E, infatti, allegramente si mangiava e man mano che si avvicinava l’ora del pranzo crescevano le nuvolette di fumo intorno al santuario. Intanto, finita la messa, la processione, con le statue dei santi, i preti e i gonfaloni, arrancava su per la costa per rientrare nella chiesa madre, mentre noi lesti, a piedi o in bicicletta, riprendevamo la via della Rocca, inseguiti dagli scoppi dei petardi della festa. Ma se dal mezzo della processione ci intravedeva fra la folla, il parroco ci chiamava per trattenerci a pranzo.

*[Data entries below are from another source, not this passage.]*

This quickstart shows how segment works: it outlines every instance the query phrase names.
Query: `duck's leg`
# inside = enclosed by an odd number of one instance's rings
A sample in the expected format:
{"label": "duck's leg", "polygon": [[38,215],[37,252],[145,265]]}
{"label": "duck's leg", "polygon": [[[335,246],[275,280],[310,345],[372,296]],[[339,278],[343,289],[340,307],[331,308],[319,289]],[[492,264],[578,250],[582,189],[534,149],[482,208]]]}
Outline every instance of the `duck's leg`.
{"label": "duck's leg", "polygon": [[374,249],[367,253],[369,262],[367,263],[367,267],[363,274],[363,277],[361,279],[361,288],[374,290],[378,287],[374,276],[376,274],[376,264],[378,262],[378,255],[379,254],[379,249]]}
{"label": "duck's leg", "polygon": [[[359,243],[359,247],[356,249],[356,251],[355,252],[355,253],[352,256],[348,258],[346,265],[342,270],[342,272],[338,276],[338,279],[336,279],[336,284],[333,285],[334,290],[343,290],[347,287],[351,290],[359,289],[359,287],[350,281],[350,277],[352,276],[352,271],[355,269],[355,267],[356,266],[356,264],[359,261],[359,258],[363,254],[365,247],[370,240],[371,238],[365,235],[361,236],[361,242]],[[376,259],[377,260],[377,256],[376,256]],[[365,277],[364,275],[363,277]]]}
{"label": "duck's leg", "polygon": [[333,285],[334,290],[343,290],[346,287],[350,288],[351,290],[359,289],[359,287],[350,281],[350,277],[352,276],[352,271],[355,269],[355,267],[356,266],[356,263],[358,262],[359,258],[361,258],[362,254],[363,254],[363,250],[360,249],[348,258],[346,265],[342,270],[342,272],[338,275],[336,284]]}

Zio per parte materna, quel prete asciutto ed occhialuto, aveva abbandonato Roma e una promettente carriera ecclesiastica per tornare a vivere nella casa di paese ad allevare mucche e cavalli, spingere l’aratro e trebbiare il grano. Ma la sera, soprattutto d’inverno, insegnava latino e greco a quei :giovani del luogo che volevano apprendere di lettere; e infatti non pochi ragazzi del posto che hanno potuto raggiungere il titolo di studio devono al suo aiuto se hanno conseguito il diploma o la laurea. Quella casa, ricca di salumi, di formaggi, di garzoni e di domestiche, ma buia e triste, il giorno di S. Lucia diventava allegra e chiassosa, piena di preti e di frati che si sedevano attorno alla tavola imbandita con il proposito di alzarsi soltanto per cantare vespero. Per l’occasione, venivano rimessi in ordine il salotto di damasco cremisi, la cappella e la camera di monsignore (da cui si godeva uno stupendo panorama dell’Altipiano), e agli ospiti di riguardo — veniva offerto un bicchierino di rosolio. Poi a sera, la carovana dei « traini » riattraversava lentamente l’Altipiano, mezza ebbra ed assonnata, fidando solo nell’istinto dei cavalli. E il lungo tracciato della « provinciale » si trasformava in un mobile serto di lumicini, tenuo, fatuo, dovuto alle lanterne che i vetturali appendono sotto l’asse del carretto.